As part of my due diligence, I sight-read several passages of the book about Lafayette’s visits to places that I was very familiar with and found them both readable and accurate.
Thus, it was that I concluded that the translation and publication of General Lafayette’s Journey to the United States of America in 1824 and 1825 would be a worthy project for the American Friends of Lafayette to undertake as well as being in the tradition of its history of producing scholarly publications periodically.
The next steps were to locate and engage a translator to work on the project and to obtain funding for their services. I reached out to Norman Desmarais of Rhode Island. He is a respected scholar, author, and translator and has worked on translations from this period. Once we had received his proposal, we had to raise the funding. This was made easy because two generous AFL members – Peter Reilly and John Becica – each agreed to fund half of the translator’s fee.
Norman Desmarais was an excellent choice for this project. He was extremely competent and amazingly efficient, sending me parts of the book to review in rapid-fire succession. Knowing how long it took me to translate Levasseur’s book, I was astounded by his pace! Norman was also a pleasure to work with as he reviewed and discussed the edits that I and my co-editor Jan O’Sullivan were proposing. The editing process was both time-consuming and exhaustive. It involved referring to the original French language as well as its style, and then wordsmithing – informed to some extent by my prior knowledge of Levasseur’s book and the Farewell Tour. My colleague, Jan O’Sullivan, played a key role in the editing process.

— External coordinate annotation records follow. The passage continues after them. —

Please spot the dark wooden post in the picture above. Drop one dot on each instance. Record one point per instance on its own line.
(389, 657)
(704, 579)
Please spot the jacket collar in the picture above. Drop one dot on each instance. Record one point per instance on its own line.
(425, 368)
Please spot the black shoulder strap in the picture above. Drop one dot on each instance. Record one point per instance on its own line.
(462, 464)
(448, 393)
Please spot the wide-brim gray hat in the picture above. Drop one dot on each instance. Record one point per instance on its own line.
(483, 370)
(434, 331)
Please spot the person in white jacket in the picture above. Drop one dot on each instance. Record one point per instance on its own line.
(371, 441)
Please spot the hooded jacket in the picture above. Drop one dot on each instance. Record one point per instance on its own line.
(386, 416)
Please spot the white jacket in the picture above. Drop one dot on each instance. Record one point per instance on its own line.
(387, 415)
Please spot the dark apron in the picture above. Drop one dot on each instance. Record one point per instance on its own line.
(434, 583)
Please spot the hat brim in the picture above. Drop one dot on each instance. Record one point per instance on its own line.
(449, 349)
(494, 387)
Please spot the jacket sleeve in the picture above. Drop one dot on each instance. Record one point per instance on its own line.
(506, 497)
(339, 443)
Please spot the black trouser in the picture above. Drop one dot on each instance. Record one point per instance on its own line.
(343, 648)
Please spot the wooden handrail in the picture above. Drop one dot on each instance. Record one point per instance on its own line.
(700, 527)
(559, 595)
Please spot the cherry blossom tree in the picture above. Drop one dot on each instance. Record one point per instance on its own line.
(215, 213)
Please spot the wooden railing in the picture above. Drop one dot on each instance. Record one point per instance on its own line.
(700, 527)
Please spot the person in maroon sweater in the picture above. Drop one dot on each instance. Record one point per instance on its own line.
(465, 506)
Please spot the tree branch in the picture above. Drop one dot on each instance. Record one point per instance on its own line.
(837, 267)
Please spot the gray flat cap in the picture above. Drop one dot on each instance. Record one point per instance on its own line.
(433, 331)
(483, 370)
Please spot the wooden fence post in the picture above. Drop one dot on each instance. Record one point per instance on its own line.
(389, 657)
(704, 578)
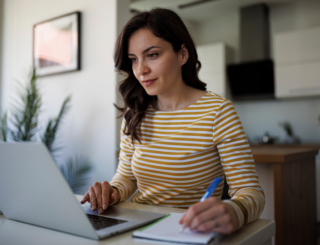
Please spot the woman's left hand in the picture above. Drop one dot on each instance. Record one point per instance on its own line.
(211, 215)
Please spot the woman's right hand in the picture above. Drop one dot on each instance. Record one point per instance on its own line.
(100, 196)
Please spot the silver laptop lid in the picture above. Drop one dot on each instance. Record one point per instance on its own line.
(26, 171)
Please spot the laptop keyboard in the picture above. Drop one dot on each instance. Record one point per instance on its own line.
(100, 222)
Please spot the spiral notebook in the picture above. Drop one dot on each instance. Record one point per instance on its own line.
(168, 229)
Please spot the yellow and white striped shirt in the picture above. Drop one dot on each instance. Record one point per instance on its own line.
(182, 151)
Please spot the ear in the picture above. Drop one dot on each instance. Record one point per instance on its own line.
(184, 54)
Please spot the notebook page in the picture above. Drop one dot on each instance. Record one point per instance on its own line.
(168, 229)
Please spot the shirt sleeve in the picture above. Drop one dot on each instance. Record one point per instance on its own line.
(124, 179)
(247, 196)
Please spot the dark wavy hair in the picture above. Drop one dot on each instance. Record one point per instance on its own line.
(164, 24)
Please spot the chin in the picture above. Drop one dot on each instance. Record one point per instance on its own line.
(151, 92)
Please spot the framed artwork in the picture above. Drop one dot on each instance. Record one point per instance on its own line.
(56, 45)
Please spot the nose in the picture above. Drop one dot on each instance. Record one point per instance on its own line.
(143, 69)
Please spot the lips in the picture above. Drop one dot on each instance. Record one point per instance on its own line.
(149, 82)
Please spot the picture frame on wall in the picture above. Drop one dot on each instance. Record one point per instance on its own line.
(56, 45)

Unlike the 1826 French book, our translation contains an index! Eleanor Smith, our Serving the City intern from Fordham University, created the index.
While publication at the commencement of the Farewell Tour Bicentennial is surely timely, we think the publication of this first English translation of General Lafayette’s Journey to the United States of America in 1824 and 1825 at any time would be an important event. First, as it is one of a handful of books that purport to be a comprehensive account of Lafayette’s tour. Edgar Ewing Brandon’s five volumes, Levasseur’s book, Marian Klamkin’s The Return of Lafayette 1824-1825, and Jane Bacon MacIntire’s Lafayette, the Guest of the Nation come to mind. Second, the sources on which the authors relied – newspaper accounts likely provided by Lafayette’s secretary, and Levasseur’s own descriptions – are both contemporary and first-hand. As to stories that clearly came from Levasseur, they are generally similar, occasionally almost identical, to Levasseur’s version, although I noticed a few differences in the stories both books tell. Third, the authors in their introduction and in various other places in the book provide an interesting and contemporary perspective on the state of France and the differences between America and Europe at the time of Lafayette’s triumphal tour.